Architects look to ‘activate’ vacant block in San Diego with shipping container-based park

Shipping containers will serve as vendor kiosks


By John Caulfield, Senior Editor | February 6, 2015
Architects look to ‘activate’ vacant block in San Diego with shipping container-based park

A 28,500-sf vacant city block in San Diego will become a temporary urban park that will attempt to draw local residents and tourists with retail, food service, and meeting spaces. Vendors will set up shop in recycled shipping containers. Rendering: RAD Labs

A team of alumni from the NewSchool of Architecture and Design in San Diego has taken over a 28,500-sf empty city block in that metro to create what they hope will be a revenue-generating urban park that, when it opens on March 5, includes food service, retail, performance and meeting spaces, and a dog park.
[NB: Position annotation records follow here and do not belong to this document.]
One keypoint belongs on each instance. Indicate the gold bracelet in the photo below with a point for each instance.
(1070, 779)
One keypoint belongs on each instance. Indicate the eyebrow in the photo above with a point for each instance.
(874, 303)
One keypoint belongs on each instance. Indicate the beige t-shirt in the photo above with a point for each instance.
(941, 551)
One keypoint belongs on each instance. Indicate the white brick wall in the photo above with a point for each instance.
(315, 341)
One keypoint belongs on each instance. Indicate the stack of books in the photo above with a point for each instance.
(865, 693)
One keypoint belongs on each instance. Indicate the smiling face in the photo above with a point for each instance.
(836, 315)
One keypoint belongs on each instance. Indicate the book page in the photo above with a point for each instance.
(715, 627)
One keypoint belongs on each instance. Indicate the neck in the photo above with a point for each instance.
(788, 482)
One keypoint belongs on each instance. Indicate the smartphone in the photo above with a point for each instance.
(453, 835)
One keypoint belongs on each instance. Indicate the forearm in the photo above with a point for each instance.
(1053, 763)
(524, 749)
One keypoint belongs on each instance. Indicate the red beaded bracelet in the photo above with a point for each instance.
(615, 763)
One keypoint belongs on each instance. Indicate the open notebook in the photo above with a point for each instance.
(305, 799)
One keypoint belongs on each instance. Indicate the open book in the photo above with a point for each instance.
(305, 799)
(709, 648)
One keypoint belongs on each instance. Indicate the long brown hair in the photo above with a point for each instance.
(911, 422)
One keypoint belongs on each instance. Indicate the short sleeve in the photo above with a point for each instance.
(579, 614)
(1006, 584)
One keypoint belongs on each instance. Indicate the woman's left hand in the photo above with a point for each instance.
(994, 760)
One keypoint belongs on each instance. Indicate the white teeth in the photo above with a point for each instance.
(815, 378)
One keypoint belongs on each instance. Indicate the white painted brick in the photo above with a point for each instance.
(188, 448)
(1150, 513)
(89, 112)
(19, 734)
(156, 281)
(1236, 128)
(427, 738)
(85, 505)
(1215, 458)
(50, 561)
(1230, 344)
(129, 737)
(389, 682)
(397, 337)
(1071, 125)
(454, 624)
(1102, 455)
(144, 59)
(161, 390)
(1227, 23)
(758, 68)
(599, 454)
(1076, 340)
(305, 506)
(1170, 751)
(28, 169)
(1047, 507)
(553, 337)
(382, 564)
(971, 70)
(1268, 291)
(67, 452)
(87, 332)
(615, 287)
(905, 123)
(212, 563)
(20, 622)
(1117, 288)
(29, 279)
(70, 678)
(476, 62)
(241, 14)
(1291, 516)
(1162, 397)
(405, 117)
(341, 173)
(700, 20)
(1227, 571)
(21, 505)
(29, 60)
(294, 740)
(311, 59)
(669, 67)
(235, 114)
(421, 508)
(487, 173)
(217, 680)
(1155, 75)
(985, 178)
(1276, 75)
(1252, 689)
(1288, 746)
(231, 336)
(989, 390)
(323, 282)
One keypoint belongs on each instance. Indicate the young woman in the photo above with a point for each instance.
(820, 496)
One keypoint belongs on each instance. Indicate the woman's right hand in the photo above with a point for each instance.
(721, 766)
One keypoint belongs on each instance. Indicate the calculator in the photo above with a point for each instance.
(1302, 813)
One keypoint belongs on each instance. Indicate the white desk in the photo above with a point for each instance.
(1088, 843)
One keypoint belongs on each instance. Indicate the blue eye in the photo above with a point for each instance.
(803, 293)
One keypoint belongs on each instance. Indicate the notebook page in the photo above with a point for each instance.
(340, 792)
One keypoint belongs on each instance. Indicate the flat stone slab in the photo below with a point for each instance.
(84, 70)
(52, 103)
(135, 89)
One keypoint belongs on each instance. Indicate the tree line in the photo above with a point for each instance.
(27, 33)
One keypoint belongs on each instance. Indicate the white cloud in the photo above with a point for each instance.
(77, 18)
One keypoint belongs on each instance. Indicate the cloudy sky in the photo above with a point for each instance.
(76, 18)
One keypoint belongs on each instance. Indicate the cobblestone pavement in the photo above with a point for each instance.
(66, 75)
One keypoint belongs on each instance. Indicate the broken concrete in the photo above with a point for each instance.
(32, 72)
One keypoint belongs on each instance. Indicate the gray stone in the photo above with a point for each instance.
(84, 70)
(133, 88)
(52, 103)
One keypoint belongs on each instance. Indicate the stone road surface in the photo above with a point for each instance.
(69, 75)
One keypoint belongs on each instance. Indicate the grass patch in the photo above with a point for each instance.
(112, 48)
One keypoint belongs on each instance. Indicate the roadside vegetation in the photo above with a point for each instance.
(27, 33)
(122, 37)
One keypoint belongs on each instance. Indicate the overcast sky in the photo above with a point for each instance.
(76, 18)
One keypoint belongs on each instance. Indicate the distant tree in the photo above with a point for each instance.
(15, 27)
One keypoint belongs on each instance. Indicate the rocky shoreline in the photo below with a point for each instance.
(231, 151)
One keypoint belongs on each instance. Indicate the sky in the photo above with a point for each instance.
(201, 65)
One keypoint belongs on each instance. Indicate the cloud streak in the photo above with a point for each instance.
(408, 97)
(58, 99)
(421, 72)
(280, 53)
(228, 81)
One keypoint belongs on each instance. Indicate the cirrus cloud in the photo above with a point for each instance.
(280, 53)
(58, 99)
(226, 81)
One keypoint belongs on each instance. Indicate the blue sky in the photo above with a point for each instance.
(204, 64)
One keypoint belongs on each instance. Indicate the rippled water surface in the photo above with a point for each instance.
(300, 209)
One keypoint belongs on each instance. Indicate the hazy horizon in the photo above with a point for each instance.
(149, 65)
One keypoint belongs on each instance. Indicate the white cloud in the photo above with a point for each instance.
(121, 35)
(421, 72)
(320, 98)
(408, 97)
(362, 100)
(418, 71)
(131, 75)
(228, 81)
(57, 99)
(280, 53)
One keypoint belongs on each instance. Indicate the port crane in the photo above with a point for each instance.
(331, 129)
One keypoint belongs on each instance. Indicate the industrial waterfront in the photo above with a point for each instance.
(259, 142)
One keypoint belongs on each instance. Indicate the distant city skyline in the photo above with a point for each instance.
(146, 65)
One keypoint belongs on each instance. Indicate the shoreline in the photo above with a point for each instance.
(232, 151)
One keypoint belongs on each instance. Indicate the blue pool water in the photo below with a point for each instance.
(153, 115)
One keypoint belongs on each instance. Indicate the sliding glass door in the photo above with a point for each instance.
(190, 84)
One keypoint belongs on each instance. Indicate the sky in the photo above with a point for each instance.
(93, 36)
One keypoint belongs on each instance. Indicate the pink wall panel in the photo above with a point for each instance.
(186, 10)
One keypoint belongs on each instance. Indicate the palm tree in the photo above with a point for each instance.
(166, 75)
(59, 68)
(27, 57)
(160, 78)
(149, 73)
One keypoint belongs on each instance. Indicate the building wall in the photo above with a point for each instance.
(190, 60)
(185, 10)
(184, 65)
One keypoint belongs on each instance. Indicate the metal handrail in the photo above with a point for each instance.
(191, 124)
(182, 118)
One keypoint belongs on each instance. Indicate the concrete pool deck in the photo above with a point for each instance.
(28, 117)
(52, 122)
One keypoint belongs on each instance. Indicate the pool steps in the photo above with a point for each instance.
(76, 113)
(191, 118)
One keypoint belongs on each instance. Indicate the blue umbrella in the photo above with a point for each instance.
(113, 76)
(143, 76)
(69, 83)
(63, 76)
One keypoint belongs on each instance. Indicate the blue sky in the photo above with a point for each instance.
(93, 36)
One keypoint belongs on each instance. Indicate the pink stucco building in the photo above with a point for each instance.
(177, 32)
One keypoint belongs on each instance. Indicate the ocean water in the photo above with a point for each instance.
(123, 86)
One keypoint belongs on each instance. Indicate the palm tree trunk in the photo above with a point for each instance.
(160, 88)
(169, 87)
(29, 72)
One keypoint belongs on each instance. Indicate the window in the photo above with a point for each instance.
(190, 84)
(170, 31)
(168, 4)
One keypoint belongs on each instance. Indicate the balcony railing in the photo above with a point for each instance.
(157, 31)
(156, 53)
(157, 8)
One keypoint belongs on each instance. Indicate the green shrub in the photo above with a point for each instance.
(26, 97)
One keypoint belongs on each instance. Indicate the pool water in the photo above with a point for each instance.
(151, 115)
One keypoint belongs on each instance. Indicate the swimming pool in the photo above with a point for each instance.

The urban park, called Quartyard, was funded partly by local residents through a Kickstarter campaign that raised $60,000 from 300 donors in 30 days. All told, Research Architecture Development Laboratory (RAD Labs) has $500,000 invested in this venture, according to its 29-year-old CEO Philip Auchettl, who formed the company with NewSchool classmates David Loewenstein, who is RAD Labs’ COO; and Jason Grauten, a partner. The park, in fact, started out as their college thesis project. (The company’s CFO, Adam Jubela, has a degree in entrepreneuriship and finance from the University of Arizona.)

Originally, Auchettl tells BD+C, RAD Labs’ plan was to install “pop-up” structures on the lot. “But then we asked ourselves why properties like these were vacant in the first place.” His team concluded that there was nothing to draw people or businesses to the site. So RAD Labs decided to “activate” the lot temporarily, “as a placeholder for future expansion.”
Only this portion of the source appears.